И конечно же с Мартой, и с моей женой Мартой, о которой, правду говоря, я тотчас же подумал (не такой уж я пропащий, Бриг), едва вышел из такси в то раннее утро в Вильнюсе (из Москвы не звонил, не хотел, чтобы знали о моем досрочном возвращении), — и с моей спутницей жизни Мартой, которая, как обычно в последнее время, в бессменном голубом тренировочном костюме опять лежала в своей комнате и даже не повернула головы к двери (ах, это тоже было у нас делом обыденным), когда возник я, улыбаясь, с перекинутым через руку плащом, с чемоданом в другой руке, а лишь отрешенным, столь хорошо знакомым мне движением руки поставила на тумбочку флакон с сиреневыми таблетками. «А, вернулся? — произнесла она усталым, надтреснутым голосом (этот ее голос я знал до малейших нюансов). — А я все глаз не сомкну…» — «Нет?..» — вырвалось у меня: конечно же об Эме; очевидно, я всегда, даже когда ни о чем не думал, размышлял о ней; Марта бессильно закрыла ладонями глаза. И то, что я не застал Эму дома (и на следующий день, и на третий, четвертый, потом она мелькнула на лестнице), вмиг состарило нас обоих — меня и Марту; я постелил себе внизу на диване. Потом закрылся в уборной и утопил там деревянного слоника, купленного в поездке, — подарок Эме, который я втайне считал символом нашего примирения, судя по всему не очень-то ей нужного, утопил в унитазе и слил воду…

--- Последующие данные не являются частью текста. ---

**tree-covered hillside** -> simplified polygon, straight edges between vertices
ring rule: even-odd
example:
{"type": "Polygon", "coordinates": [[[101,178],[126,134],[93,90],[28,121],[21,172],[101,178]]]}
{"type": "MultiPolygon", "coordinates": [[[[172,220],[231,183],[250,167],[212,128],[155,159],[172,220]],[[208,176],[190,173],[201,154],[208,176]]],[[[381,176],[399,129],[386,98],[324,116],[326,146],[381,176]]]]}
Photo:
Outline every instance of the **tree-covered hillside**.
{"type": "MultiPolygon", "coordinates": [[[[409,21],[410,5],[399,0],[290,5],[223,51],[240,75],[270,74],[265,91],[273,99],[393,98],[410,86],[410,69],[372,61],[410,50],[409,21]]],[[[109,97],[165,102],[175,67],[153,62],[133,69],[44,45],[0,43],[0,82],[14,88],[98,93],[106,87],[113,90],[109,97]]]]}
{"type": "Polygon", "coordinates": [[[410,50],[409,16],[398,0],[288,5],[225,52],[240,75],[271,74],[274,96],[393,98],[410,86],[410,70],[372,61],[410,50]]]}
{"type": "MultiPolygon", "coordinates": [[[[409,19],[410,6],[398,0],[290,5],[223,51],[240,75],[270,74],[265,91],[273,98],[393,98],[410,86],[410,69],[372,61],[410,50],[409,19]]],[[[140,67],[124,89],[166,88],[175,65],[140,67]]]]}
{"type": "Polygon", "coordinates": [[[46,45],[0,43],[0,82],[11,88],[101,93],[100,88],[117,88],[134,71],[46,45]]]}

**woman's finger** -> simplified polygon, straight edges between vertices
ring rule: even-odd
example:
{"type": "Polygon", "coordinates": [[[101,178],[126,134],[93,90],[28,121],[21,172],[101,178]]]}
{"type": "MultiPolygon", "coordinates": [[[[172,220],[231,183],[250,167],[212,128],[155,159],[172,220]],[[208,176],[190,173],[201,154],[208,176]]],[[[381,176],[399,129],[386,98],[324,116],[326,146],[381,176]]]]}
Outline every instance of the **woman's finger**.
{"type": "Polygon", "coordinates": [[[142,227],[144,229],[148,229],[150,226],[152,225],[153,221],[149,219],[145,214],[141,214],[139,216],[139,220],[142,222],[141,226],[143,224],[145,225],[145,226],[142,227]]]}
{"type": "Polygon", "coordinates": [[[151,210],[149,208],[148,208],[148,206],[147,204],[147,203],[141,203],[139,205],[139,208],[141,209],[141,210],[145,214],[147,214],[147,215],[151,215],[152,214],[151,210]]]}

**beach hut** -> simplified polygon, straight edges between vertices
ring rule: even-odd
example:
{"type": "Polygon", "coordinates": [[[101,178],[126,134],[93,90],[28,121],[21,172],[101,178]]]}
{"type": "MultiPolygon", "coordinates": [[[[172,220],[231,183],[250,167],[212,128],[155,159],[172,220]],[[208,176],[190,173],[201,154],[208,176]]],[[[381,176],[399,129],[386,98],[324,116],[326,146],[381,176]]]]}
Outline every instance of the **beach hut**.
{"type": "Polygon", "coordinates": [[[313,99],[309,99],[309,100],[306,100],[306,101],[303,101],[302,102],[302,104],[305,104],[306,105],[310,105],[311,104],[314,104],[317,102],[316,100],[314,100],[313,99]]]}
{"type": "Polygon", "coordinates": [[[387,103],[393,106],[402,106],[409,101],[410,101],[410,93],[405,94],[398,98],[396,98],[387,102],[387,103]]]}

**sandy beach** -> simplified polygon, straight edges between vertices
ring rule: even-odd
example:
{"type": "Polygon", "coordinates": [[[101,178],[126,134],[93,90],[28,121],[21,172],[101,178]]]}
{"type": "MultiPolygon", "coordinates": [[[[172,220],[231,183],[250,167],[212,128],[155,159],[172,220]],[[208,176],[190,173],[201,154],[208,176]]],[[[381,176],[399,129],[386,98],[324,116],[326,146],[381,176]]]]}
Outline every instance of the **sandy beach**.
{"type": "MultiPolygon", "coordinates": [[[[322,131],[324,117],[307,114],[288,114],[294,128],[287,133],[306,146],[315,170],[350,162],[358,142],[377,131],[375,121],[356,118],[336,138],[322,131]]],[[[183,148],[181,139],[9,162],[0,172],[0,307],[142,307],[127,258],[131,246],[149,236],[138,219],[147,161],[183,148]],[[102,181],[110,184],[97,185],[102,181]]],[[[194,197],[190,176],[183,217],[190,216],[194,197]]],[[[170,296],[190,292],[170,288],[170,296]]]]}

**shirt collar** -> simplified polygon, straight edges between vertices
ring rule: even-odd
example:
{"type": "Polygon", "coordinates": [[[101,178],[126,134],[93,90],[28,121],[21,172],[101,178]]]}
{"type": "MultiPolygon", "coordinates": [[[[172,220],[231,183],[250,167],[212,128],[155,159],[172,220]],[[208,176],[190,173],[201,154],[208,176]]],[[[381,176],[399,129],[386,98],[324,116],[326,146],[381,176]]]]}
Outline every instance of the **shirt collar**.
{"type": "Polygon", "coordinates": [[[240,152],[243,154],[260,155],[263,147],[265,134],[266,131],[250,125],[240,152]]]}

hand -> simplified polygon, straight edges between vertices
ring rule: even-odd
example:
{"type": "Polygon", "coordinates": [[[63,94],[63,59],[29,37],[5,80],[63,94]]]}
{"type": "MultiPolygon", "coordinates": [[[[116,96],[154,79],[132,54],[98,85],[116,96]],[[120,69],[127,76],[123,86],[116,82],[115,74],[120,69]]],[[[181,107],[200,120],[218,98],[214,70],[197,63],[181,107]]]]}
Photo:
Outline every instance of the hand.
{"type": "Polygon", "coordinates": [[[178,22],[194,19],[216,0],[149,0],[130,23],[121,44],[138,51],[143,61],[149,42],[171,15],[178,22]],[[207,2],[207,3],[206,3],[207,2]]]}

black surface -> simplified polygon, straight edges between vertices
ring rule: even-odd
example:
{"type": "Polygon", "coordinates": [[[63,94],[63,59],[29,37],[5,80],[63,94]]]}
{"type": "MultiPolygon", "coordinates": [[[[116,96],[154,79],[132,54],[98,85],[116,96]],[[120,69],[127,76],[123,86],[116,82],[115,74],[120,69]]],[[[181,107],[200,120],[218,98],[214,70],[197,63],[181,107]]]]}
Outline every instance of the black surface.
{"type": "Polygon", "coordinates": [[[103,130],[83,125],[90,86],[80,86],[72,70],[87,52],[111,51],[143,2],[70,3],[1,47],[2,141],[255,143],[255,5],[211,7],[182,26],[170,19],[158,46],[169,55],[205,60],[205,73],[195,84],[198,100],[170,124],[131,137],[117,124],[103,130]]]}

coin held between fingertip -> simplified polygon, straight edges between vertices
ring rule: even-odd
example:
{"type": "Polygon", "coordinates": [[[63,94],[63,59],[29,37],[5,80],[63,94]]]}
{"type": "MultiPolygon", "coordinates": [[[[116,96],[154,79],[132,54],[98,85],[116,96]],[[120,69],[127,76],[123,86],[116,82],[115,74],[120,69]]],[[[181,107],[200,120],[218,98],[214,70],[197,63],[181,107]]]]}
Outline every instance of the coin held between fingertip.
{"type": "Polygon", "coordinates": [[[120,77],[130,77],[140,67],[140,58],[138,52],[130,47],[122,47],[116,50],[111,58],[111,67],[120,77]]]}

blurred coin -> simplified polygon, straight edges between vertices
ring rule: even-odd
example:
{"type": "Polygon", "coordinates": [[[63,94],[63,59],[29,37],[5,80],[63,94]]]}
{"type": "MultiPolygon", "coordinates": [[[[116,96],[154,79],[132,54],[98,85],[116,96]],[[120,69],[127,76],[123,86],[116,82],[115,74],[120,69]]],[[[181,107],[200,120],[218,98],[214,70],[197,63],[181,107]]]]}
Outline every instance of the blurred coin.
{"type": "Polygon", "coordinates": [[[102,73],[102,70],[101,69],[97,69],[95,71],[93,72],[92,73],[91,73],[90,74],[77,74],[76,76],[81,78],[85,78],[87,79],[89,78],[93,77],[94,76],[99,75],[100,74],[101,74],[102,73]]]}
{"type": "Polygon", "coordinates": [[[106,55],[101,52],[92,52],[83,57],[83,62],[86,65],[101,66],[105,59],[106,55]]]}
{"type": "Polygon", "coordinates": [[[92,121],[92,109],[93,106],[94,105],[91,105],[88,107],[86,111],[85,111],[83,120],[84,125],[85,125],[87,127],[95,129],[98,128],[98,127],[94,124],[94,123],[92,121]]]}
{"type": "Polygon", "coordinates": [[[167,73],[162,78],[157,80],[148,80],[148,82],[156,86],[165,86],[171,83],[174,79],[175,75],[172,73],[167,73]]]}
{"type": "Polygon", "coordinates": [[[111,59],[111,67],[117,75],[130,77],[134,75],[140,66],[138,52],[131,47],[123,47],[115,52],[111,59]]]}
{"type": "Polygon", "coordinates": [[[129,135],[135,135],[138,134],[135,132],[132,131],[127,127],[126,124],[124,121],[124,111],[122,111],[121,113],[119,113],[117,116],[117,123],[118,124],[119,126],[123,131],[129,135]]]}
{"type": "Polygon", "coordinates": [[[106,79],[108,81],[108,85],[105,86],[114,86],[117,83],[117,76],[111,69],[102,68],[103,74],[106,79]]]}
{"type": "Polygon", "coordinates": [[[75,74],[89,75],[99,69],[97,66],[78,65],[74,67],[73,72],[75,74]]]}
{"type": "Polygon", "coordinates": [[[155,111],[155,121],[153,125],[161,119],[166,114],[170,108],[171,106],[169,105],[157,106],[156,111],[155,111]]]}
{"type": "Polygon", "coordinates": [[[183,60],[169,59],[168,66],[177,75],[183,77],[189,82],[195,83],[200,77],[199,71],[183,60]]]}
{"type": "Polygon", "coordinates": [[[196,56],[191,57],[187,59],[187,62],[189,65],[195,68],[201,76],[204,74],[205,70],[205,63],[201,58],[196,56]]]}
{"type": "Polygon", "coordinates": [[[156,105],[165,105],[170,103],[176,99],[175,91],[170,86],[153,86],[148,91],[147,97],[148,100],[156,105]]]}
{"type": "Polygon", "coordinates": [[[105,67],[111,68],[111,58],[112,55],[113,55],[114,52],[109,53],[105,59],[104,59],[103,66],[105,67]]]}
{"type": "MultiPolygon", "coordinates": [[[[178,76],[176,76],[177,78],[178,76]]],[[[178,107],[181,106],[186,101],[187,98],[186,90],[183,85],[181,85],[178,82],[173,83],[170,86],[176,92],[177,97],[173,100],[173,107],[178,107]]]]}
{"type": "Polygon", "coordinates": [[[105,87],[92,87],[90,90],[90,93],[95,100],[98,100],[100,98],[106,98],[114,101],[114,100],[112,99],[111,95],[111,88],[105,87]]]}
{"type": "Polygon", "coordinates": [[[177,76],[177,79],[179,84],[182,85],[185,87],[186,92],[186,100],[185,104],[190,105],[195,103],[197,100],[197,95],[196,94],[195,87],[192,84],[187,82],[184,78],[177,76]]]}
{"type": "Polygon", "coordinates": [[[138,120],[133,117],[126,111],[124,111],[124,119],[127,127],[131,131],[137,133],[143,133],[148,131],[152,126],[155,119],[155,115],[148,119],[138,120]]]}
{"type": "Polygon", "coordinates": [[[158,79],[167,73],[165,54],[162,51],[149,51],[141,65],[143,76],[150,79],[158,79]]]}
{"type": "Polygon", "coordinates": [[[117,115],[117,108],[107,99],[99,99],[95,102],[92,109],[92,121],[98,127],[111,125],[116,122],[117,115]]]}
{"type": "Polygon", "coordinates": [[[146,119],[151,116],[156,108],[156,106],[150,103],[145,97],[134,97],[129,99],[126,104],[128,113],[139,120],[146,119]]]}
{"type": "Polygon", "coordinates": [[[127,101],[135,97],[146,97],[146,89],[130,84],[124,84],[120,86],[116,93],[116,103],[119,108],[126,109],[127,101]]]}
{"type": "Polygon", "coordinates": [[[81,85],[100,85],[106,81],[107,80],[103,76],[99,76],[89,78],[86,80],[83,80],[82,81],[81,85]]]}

А ладонь все равно зудела — моя правая ладонь, которая перед отъездом отвесила пощечину, пощечину ей, дочери (в тот миг, помню, до меня впервые дошло: какая она все же у нас большая), пусть даже нахалке и бесстыднице, метавшей в меня, точно острые ножи, свои жестокие слова, и все равно женщине, которая слабей меня и, по общим представлениям, бессильна против всякой грубости, — зудела, покалывала, отвратительно чесалась, точно разъеденная какой-то вонючей щелочью, и весь я чувствовал себя так, словно только что выкупался в нечистотах и от меня смердит или я оплеван, а то и сам себя оплевал, замарал своим дурацким поступком.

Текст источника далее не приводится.